Ask any lawyer what it means to stand up in court, and the answers are revealing. Some will say they represent the defense, navigating the tide of presumption and evidence to uphold the rights of the accused. Others will say they stand for the victim, giving voice to those whose own voices have been silenced. In every sphere—courtrooms, galleries, boardrooms and beyond—the fundamental question persists: For whom do we stand?

This question isn’t just rhetorical. It’s foundational. Our answer shapes every decision, every relationship, and ultimately, our legacy as leaders.

The Archetypes: Who Needs Us?

  • Lawyers stand for the defense, or the victim.
  • Art restorers stand for the painting, putting the needs of the work ahead of their own egos or artistic whims.
  • Product leaders stand for the consumer, measuring each choice against the utility and delight delivered to the end user.
  • Environmentalists stand for future generations, stewarding resources not for today’s comfort but for tomorrow’s flourishing.

With every role, the locus of our attention—self or other—reshapes the definition of success. The world is filled with self-focused leaders, but only other-focused leaders build lasting value and meaning.

The Case for Other-Focused Leaders

As explored in my earlier article “Why The World Needs More Other-Focused Leaders,” there’s an unmistakable difference between leaders who stand for themselves and those who stand for others. The self-focused leader is motivated by title, pay, perks, or the impact on their own lives. The other-focused leader’s north star is different: the impact they can have on someone or something else.

Other-focused leaders understand five things differently:

  • Where to play: Not just where they win, but where their work does the most good for others.
  • What matters and why: They care about what matters to those they serve—be they clients, customers, or future inhabitants of this planet.
  • How to win: They harness the collective strengths of others, knowing teams are stronger than any one individual.
  • How to connect: They make space for new voices and perspectives, enabling shared understanding.
  • What impact: They focus on their impact on others, taking the long view—and accepting that true abundance arises from shared success.

This approach is not just noble. It is strategic. Teams deliver more than lone wolves. We is always stronger than I.

How “Who” Precedes “What”

It’s easy to talk about core values—integrity, respect, innovation. It’s harder, and more important, to name who those values are meant to serve and why it matters. The “who” precedes, and gives meaning to, the “what.”

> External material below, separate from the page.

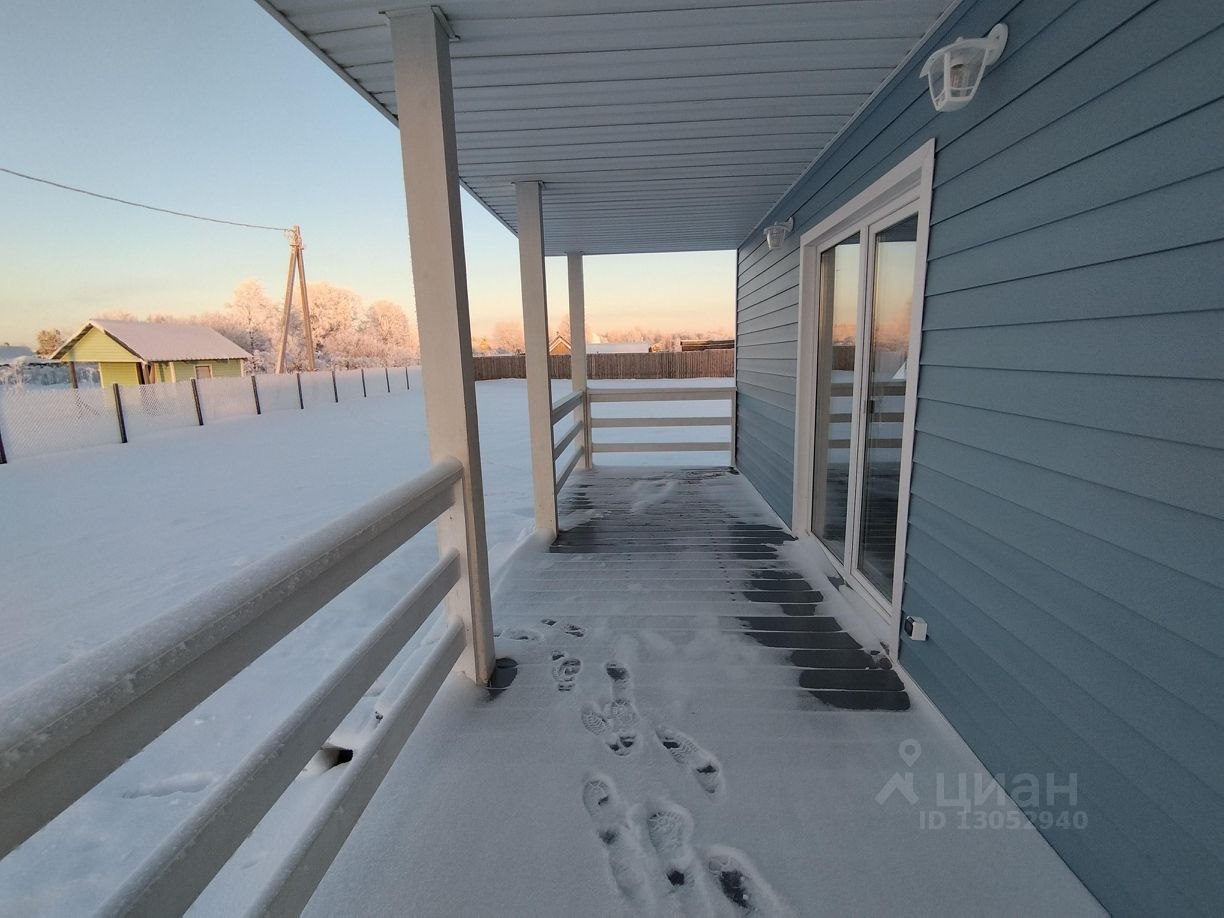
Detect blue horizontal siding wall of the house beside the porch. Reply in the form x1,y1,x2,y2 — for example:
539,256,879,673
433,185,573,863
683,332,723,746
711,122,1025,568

Artists who restore a painting make daily decisions: preserve this brushstroke or not, intervene here or let it be? Their guiding star isn’t their own reputation, but the enduring life of the artwork itself. Product designers shouldn’t fall in love with their own ideas; they serve the customer first. Environmentalists’ sacrifices pay dividends for their grandchildren’s grandchildren they may never meet.

Implications For You

What lessons can leaders in any domain take from this other-focused mindset? Drawing from both research and practice, consider:

  • Clarity of intent: Declare for whom you stand and why. Say it out loud. Put it in writing. Communicate it often.
  • Let others shine: Celebrate what the team does, not what you’ve accomplished personally. Give away credit as often as you can.
  • Decide with empathy: In every hard call, revisit the “who.” Will this help the painting last, the victim heal, the customer succeed, the forest flourish for another century?
  • Reframe success: In onboarding, hiring, and promotion decisions, probe for other-focus. Ask new hires not, “What do you hope to get?” but “Whom do you want to serve and why?”

The Long-Term Reward

Other-focused leaders talk about the impact they can have on others. They get excited about how their new organization can solve an unsolved problem, meet an unmet need, or tap an untapped opportunity for good. When you stand for others, you inspire loyalty, unleash creativity, and weather the inevitable storms of change. Over time, organizations led by other-focused leaders outperform because everyone—employees, customers, partners—feels the difference, and commits at a deeper level.

Your Leadership Challenge

So—take five quiet minutes today. Before the next meeting, before the next negotiation, before the next brush touches canvas or decision hits the board: Ask, “For whom do we stand?” The answer may change the way you lead, and it will almost certainly change the way you matter to the world.

Be an other-focused leader. Stand for something—or someone—beyond yourself. The world needs you now, more than ever.